Over 100 'chimneys' drilled into mountain in bid to reach trapped boys

The boys and their coach have been trapped for nearly two weeks.

MORE THAN 100 chimneys are being drilled into the mountainside in a frantic bid to reach a Thai youth football team trapped in a cave complex below, the head of the rescue mission has said this morning.

The unprecedented rescue effort is attempting to establish new ways to extract the boys from above, if the underground chambers flood and it is deemed too risky to remove the team by diving out through the submerged passageways.
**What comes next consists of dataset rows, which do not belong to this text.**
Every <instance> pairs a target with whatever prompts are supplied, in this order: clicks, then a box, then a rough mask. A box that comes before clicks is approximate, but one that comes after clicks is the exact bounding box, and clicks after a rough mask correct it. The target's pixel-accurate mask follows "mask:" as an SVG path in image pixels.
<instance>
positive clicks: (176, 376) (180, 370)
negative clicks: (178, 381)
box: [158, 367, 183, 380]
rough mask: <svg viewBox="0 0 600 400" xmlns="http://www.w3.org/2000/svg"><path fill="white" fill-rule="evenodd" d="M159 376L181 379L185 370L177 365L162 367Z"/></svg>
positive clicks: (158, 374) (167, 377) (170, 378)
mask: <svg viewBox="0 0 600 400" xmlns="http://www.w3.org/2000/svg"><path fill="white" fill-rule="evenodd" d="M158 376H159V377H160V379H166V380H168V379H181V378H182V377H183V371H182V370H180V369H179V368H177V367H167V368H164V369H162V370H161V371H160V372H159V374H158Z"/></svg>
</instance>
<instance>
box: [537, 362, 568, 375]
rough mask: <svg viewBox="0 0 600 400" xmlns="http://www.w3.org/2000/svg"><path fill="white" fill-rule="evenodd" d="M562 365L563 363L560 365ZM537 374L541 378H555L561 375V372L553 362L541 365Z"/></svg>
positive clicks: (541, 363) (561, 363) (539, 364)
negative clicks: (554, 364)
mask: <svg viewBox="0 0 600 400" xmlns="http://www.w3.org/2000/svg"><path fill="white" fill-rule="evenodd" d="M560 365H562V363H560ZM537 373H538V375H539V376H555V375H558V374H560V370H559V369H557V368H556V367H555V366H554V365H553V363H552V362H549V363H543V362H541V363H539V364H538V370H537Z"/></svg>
“Some (of the chimneys) are as deep as 400 metres… but they still cannot find their location yet,” Narongsak Osottanakorn told reporters, adding the mission lacked the technology “to pinpoint where they are staying”.

“We estimate that (they) are 600 metres down, but we don’t know the (exact) target,” he said.

On the question of dipping oxygen levels in the cave, he said rescuers had managed to establish a line to pump in fresh air and had also withdrawn non-essential workers from chamber three — where the rescue base is — to preserve levels inside the cave.

The “Wild Boar” team have been trapped inside the Tham Luang cave complex for two weeks.

Meanwhile, the boys have written short notes in the gloom, reassuring parents and relatives, making affectionate jokes and expressing hopes of being reunited in the near future.

“Love to Mum, Dad and my little brother,” reads one note from 15-year-old Phiphat Photi — who is better known as “Nick” — published along with the other letters given to a diver on Friday and released the next morning on the Thai Navy Seal Facebook page.

“If I get out, please can you bring me some grilled pork and vegetables?”

“I love you, Dad, Mum and my sister. You don’t need to be worried about me. I love everyone!” wrote Pheerapat, nicknamed “Night”, who turned 16 underground.

The letters provoked a surge of emotion from families, who first endured nine long days before their children were found dishevelled and emaciated but alive on Monday — and now face an agonising wait for a dangerous evacuation.

“I am so happy to see his letter, his handwriting. I’m almost crying,” Night’s mother Supaluk Sompiengjai told AFP.

“It doesn’t matter how long I wait as long as he is safe.”

She may have some way to go.

It is still unclear how the boys will be rescued from the range of dangerous options on the table, as the country holds its breath hoping for good news.